Corre el año 1.909, la expedición de Robert Peary regresa del Polo Norte, aunque el hecho de que hubieran puesto sus pies en él cada vez sea algo más controvertido y difícil de demostrar. Navegan por las aguas frías del Ártico, entre la costa de la isla de Ellesmere y la orilla occidental de Groenlandia, internándose en el estrecho de Robeson, cuando a lo lejos, y al noroeste, divisan una gran masa blanca que brilla como el vidrio.
Apoyados en la baranda de proa miran al infinito, un escalofrío les recorre la espalda al tiempo que les sube la fiebre. Una Epifanía fugaz, cubierta por el hielo, y a la que dan el nombre de la Tierra de Crocker.
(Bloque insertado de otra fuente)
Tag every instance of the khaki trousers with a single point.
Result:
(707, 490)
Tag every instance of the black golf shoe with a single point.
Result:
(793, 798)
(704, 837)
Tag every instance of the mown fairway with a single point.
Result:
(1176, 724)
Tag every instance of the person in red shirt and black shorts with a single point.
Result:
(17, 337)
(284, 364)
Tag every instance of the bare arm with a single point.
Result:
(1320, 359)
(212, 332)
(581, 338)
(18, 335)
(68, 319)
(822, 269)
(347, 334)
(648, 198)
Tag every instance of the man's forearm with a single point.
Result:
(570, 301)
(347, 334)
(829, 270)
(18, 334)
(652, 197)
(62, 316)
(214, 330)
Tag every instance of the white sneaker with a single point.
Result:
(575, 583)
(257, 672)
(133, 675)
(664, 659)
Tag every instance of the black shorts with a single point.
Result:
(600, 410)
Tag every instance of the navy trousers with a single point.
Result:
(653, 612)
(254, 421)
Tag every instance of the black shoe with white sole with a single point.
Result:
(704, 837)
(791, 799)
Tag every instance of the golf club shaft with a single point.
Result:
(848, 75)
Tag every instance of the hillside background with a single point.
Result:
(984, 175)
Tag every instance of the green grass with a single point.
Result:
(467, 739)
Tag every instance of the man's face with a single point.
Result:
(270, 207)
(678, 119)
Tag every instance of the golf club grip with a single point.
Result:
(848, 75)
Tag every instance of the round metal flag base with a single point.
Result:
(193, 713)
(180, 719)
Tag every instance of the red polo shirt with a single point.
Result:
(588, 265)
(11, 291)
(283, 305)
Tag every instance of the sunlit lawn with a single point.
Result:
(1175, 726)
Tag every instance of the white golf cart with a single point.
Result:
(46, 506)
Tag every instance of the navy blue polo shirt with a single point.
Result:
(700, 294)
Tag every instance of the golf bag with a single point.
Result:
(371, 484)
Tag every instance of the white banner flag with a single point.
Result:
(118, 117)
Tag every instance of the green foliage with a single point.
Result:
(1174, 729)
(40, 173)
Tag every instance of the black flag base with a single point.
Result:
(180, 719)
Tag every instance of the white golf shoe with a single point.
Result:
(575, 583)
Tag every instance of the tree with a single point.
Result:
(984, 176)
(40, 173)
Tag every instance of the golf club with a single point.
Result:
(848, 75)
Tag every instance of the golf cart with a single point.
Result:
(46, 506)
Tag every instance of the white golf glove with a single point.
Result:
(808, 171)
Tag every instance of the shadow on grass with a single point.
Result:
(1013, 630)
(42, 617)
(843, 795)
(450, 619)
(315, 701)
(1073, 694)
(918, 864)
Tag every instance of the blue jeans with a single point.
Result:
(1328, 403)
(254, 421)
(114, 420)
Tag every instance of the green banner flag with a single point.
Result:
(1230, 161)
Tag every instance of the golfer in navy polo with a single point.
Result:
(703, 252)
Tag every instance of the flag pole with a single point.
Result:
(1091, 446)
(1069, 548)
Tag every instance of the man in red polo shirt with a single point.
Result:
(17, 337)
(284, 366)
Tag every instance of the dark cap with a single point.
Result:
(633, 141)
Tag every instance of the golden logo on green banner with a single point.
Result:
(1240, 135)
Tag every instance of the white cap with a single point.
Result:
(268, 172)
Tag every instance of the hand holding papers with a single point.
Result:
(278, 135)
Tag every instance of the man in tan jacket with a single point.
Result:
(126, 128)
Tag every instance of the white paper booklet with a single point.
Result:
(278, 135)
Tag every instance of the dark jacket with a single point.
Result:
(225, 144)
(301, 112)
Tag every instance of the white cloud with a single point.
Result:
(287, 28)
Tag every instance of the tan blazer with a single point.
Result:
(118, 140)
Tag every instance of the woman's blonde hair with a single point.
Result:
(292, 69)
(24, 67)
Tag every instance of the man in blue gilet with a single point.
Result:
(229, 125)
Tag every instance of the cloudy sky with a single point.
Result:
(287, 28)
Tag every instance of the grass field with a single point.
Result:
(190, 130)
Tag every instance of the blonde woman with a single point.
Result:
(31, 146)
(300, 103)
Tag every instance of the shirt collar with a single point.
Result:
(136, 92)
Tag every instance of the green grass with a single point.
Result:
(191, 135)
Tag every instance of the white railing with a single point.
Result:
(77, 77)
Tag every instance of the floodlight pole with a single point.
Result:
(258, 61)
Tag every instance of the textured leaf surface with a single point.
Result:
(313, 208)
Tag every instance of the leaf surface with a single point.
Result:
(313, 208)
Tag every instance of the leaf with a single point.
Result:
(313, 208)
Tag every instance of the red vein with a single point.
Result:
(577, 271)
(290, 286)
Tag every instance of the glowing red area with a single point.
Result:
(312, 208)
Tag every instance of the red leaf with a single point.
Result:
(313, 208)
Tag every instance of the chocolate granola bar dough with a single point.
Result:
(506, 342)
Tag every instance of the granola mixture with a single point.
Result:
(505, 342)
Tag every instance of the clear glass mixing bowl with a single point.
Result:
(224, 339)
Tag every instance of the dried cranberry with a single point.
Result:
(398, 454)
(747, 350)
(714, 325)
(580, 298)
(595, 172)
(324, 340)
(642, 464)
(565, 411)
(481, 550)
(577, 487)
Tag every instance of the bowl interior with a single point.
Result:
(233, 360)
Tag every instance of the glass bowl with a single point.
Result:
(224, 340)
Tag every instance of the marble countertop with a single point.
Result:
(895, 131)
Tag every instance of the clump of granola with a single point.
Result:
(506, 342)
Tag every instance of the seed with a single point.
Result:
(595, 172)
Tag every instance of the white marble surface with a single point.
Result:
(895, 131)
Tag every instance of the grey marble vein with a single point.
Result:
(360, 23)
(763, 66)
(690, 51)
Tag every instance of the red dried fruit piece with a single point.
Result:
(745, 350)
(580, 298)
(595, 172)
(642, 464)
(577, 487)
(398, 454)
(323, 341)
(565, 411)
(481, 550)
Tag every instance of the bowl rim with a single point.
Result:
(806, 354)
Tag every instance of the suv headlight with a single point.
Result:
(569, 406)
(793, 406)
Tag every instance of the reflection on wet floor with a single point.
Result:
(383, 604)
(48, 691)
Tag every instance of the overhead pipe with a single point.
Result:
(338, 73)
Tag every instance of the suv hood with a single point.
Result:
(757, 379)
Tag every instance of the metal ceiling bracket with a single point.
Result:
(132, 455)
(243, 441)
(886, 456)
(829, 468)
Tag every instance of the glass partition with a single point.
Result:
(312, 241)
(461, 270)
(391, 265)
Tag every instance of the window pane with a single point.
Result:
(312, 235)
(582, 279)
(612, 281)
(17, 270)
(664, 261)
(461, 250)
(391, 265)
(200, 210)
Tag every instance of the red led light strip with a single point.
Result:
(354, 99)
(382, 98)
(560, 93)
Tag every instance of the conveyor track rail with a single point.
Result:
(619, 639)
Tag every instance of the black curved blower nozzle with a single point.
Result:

Cuatro años más tarde, seguro de haber visto lo que vio aquél día, Donald Baxter MacMillan regresó en otra expedición patrocinada por el Museo Americano de Historia Natural y de la Sociedad Geográfica Americana. Navegaron al norte de la Isla de Alex Heibert, hasta que el 21 de abril, la luz se abrió CAMINO entre la niebla dando paso a un cielo claro pero profundo, y ante sus ojos asombrados apareció una sucesión de colinas y montañas intensamente blancas. Una visión maravillosa que iba cambiando de apariencia y extensión a medida que se movía la luz del sol hasta desaparecer. A la mañana siguiente siguieron navegando hasta alcanzar las 150 millas náuticas al norte de Cape Thomas. La temperatura cayó súbitamente muchos grados bajo cero, el mar era intensamente azul y el aire transparente.
Habían alcanzado Crocker Land -el lugar señalado en sus cartas como Crocker Land- y allí no había nada, sólo el mar. Había sido un espejismo, los reflejos de la luz entre la niebla y el mar, mezclados con sus propias ilusiones les habían traicionado, y las certezas se transformaron en sombras. “Habríamos apostado nuestras vidas a que existía” Escribió Baxter Macmillan.